I call a set of chromosomes a “chromosome tree“, but should probably tune this terminology — I chose it because the chromosomes of different lengths when displayed as character data looked a bit bushy.
At this point, I’ve implemented two processes: mutate and mate. Mutate can be applied to a chromosome tree. It randomly changes a randomly chosen set of codons. Mate can be applied to two chromosome trees. It creates a new tree matching the two mates codon-by-codon and randomly selecting one of the codons from each pair. Both mutate and mate are applied to all genes in the tree, including component and control genes.
The First Series
The first series starts with three component genes and 3 control genes, always the same. From these I create 5 chromosomes, each 4 genes long. I combine these into a chromosome tree, mutate it and mate the two. I then mate the offspring with one of its parents. Since I’ve set the mutation probability pretty high — it’s 10% for each codon — the expressed images are different each time.

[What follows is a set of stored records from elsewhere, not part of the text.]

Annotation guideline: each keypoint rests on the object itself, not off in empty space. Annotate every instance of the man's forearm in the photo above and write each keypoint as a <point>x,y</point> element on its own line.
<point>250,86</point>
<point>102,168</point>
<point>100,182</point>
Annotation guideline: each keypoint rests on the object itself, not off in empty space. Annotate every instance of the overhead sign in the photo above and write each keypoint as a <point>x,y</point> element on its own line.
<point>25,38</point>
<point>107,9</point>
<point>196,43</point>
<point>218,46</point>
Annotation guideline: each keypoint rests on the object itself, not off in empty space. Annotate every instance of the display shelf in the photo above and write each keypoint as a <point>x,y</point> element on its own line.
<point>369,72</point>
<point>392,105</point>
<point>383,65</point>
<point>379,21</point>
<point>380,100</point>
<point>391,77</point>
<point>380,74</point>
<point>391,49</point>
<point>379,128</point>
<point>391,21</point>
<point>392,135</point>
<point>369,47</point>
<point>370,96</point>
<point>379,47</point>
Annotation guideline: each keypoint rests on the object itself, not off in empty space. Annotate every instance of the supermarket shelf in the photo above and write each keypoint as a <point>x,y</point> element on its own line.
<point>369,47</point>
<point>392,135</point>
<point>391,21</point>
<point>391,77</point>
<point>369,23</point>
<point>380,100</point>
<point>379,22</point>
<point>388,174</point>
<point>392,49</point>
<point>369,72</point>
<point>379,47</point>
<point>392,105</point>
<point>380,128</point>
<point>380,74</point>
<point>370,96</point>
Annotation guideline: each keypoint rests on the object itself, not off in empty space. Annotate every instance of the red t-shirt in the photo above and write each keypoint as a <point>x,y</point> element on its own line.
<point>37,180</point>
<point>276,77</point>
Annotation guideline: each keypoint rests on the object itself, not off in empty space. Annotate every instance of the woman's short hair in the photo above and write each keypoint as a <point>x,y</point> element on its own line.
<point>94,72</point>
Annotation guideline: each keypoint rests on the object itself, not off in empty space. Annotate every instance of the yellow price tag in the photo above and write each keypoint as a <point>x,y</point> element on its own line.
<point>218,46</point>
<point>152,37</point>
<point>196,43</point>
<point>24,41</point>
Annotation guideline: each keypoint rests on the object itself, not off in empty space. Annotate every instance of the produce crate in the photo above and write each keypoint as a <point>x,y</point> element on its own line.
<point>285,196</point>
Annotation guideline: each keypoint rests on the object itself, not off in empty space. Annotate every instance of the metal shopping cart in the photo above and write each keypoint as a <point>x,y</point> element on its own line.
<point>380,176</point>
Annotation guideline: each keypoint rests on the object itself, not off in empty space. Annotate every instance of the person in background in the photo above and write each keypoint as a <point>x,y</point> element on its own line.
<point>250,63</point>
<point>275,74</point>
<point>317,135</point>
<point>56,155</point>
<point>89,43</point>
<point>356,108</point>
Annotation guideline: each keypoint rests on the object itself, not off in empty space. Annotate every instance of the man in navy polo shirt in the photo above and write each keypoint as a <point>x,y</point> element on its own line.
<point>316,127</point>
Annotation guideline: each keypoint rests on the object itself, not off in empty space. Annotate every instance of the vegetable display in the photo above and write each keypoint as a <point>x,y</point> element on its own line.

To see it, go to evolve.alstevens.org
There is no selection process operating in this series. For now, each refresh runs the process and produces a new image. Once refreshed, the prior one is gone.
Serious Evolutionary Art
I’ve just begun to do the research I should have done before jumping in and writing a program. I’ve ordered The Art of Artificial Evolution: A Handbook on Evolutionary Art and Music, edited by Juan Romero and Penousal Machado. I’ve found Karl Simms Galápagos, which looks like it would have been fun to see when it was live. There’s a relevant review article, Aspects of Evolutionary Design by Computers by Peter Bentley. The blog dataisnature has a number of recent relevant links. There’s a set of related links posted by Craig Reynolds at Evolutionary Computation and its application to art and design.
Any other pointers would be gratefully appreciated.